— Уверяю вас, миледи, ничто, омрачающее вас и вашу внучку, не может быть для меня пустяком, — страстно возразил аббат. — Но что это, что за раздоры могли нарушить столь милое согласие любящих сердец?

— Что же еще? — вздохнула баронесса. — Я еще раз напомнила ей, лорд аббат, об ее долге перед своим родом и страной, но она снова заупрямилась!

— Леди! — с укоризной воззрился аббат на леди Мэйроуз. — Уж не хотите ли вы сказать, что вообще не выйдете замуж?

— Нет, не совсем так, милорд, — девушка встретила его взгляд, не смущаясь, с волнующей прямотой. — Весь вопрос в супруге.

* * *

— Да при чем тут я!?

Сквайр Роули уныло уставился на головную боль всей деревни, мнущуюся перед столом. Лоун выглядел как обычно, то есть грязно: рубаха не стирана самое меньшее месяц, не говоря уже о том, чтобы просто снимать ее на ночь, бритье на этой неделе тоже было не самой насущной заботой, а вошки, ползавшие по вороту, вертели мордочками с таким видом, словно даже для их крошечных носиков аромат казался чрезмерным. Денек выдался пригожий, и Роули порадовался, что заставил слуг вытащить стол на двор, чтобы разбирать жалобы и вершить суд на свежем воздухе. К несчастью, он не подумал о том, чтобы поставить стол с наветренной стороны, и теперь отчаянно старался дышать пореже.

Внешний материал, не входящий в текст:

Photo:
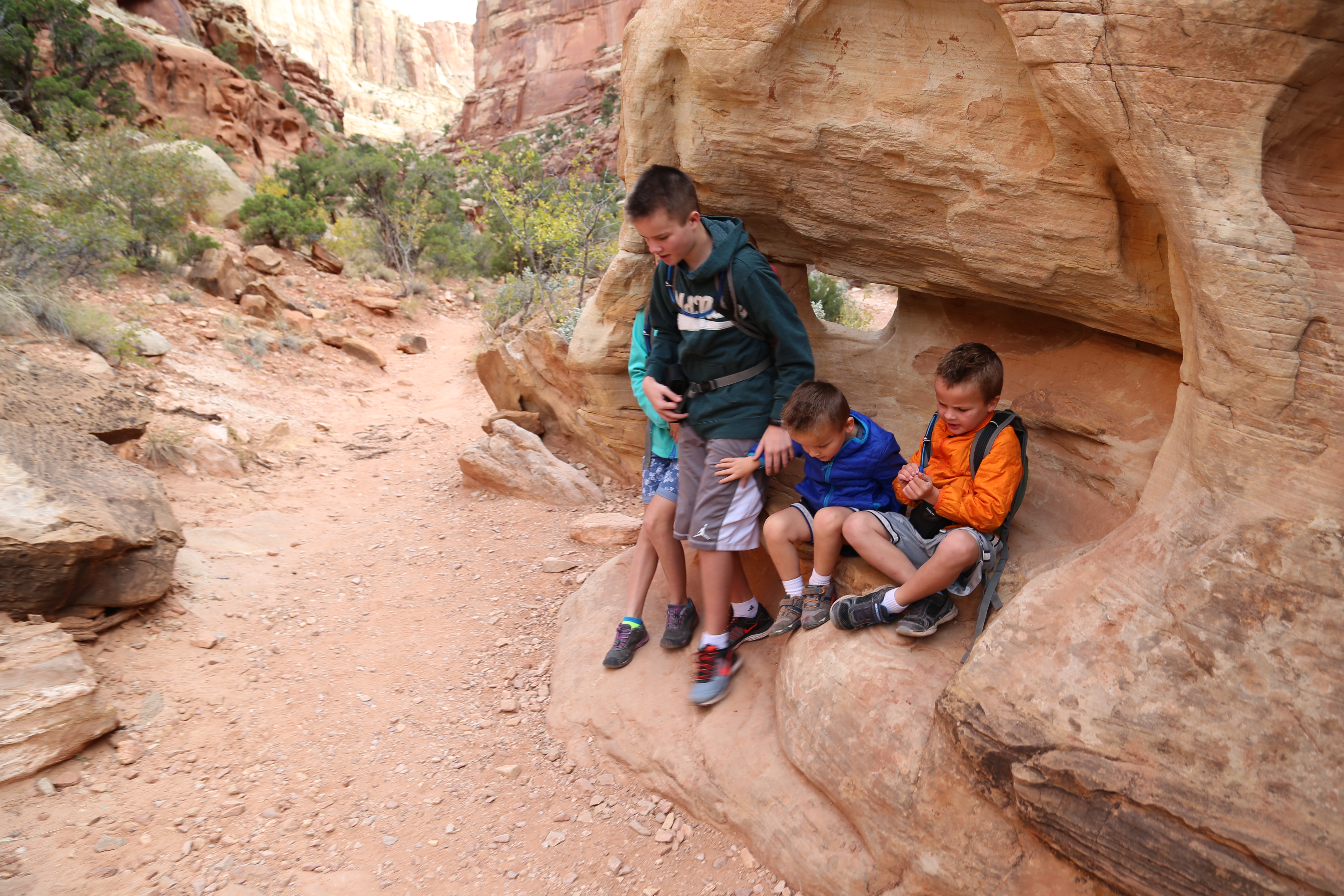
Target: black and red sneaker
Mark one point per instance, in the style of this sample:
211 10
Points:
714 668
749 628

— Лесник видел тебя убегающим прочь от оленя, а в оленьей туше нашли твою стрелу.

— Стрелу ворюга какой-нибудь украл, небось!

— Небось этот ворюга и оленя подстрелил. Конечно, — после особенно сильного порыва ветерка у Роули перехватило дыхание, и он, зажав нос, подождал, пока ветер притихнет. Его сюзерен, сэр Торджел, относился к браконьерам не очень сурово, он запрещал охотиться лишь тем, кому и так было чем прокормиться. Но Лоун все еще сидел на шее у родителей, хотя ему уже давно перевалило за двадцать, и не голодал, хотя его чаще видели в лесу, чем в поле, — а оленя хватило бы, чтобы несколько дней кормить всю деревню. Нет, на этот случай сэр Торджел не станет смотреть сквозь пальцы.

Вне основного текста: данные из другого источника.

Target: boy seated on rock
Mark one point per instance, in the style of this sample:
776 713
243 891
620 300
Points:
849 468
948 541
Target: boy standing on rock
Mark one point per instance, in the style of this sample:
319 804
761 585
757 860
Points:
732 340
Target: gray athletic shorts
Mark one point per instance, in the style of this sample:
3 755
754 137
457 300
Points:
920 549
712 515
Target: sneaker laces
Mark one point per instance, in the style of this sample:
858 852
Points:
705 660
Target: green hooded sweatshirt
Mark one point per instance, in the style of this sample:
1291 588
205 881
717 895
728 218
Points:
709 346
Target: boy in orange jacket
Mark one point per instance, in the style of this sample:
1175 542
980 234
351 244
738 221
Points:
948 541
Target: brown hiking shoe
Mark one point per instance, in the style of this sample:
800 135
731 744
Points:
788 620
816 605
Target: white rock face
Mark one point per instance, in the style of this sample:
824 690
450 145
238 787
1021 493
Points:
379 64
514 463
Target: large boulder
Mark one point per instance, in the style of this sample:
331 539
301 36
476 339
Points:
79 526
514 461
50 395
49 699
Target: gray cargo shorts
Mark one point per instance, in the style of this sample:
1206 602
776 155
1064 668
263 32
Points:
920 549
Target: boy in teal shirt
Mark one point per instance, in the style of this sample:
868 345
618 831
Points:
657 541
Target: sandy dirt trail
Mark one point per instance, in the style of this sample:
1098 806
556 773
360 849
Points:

— А как ты оказался поблизости от оленя?

— Ну, это… хворост собирал! Для очага, вот. Откуда ж я знал, что этот олень там валяется?

— И в самом деле, — вздохнул сквайр. — А почему у тебя в руках не оказалось ни хворостинки? Ты даже мешок для хвороста с собой не взял.

— Так ведь я ни хворостинки и не нашел!

— Это до полудня-то? Здешние леса содержатся в порядке, но не в таком уж, — нахмурился Роули, поглядывая на небо. Солнце уже почти опустилось, собирались сумерки. Пора было заканчивать.

— Нет, все-таки я признаю тебя виновным в браконьерстве.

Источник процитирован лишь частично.